Single by Sido feat. Scooter, Kitty Kat & Tony D

from the album Ich und meine Maske
- Released: 2008
- Genre: German hip hop
- Label: Sheffield Tunes
- Songwriter(s): Tony Damager, Kitty Kat, Paul Neumann, Marek Pompetzki, Scooter, Sido

Sido feat. Scooter, Kitty Kat & Tony D singles chronology
| "Nein!" (2008) | "Beweg dein Arsch" (2008) | "Das System (die kleinen Dinge)" (2009) |

= Beweg dein Arsch (Sido song) =

"Beweg dein Arsch" ("Move your ass") is a song by German rapper Sido and the fifth single from the album Ich und meine Maske. It features vocals by Kitty Kat and Tony D.

The band Scooter produced the song and sampled their song "Move Your Ass!".

==Music video==
The video was shot in Germany in a blue screen studio.
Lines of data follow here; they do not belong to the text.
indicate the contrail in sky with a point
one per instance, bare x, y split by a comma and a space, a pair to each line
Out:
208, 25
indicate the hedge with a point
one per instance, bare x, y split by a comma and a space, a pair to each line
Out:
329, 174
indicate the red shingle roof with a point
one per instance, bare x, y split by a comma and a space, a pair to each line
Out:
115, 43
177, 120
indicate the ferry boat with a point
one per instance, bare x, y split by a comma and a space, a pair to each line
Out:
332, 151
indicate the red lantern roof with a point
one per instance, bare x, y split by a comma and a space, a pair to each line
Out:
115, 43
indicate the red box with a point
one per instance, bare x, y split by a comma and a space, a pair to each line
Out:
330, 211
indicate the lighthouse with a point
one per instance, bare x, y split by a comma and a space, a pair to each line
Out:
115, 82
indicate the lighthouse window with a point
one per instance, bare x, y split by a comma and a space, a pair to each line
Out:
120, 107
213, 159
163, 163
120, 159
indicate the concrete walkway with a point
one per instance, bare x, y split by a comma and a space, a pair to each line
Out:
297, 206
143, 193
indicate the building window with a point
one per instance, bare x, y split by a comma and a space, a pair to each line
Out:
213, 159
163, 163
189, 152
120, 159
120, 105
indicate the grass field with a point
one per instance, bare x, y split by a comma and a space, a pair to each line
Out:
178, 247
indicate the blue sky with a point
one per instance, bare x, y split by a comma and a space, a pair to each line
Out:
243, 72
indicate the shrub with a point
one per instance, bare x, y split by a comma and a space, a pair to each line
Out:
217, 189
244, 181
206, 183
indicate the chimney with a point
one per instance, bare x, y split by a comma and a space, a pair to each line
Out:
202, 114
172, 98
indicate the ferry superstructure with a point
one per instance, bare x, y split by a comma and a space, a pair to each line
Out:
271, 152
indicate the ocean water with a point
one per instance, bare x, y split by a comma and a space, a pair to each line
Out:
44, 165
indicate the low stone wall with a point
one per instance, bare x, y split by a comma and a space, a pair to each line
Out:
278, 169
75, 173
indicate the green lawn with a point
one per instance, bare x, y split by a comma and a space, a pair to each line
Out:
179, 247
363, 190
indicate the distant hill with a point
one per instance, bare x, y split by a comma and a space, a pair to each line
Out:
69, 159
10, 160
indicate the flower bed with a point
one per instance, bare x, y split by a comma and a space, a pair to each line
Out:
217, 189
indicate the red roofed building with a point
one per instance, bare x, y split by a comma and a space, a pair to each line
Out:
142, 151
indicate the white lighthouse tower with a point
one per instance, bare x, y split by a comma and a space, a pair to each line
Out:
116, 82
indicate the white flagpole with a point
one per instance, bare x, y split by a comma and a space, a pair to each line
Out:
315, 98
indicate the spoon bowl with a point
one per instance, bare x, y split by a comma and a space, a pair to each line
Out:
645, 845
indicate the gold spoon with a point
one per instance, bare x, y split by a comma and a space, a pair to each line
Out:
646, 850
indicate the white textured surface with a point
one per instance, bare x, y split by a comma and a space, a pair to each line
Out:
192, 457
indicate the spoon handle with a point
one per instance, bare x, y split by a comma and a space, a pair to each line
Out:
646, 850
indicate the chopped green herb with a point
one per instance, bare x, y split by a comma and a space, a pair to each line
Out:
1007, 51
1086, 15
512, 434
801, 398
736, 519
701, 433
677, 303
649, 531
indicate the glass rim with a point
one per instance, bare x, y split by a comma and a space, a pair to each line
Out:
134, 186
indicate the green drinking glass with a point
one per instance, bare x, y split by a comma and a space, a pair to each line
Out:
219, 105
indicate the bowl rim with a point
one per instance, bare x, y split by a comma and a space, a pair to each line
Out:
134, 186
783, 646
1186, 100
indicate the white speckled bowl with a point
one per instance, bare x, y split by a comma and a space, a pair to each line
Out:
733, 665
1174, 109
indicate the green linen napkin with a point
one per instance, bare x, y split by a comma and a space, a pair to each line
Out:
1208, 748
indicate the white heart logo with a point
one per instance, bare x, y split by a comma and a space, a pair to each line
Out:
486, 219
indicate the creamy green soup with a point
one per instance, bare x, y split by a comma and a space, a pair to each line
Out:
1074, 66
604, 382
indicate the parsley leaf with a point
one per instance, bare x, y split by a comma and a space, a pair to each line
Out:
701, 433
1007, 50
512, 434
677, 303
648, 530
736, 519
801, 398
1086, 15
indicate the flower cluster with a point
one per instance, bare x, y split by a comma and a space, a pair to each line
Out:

Sido, Tony D and Kitty Kat performed their parts, in front of a black and white background.

As well appeared Kitty Kat for the first time in public, who had never showed herself since the release of Aggro Anti Ansage Nr. 8.
Scooter appeared also in the video and lead singer H.P. Baxxter is seen at the end, with Sido's mask and took it off.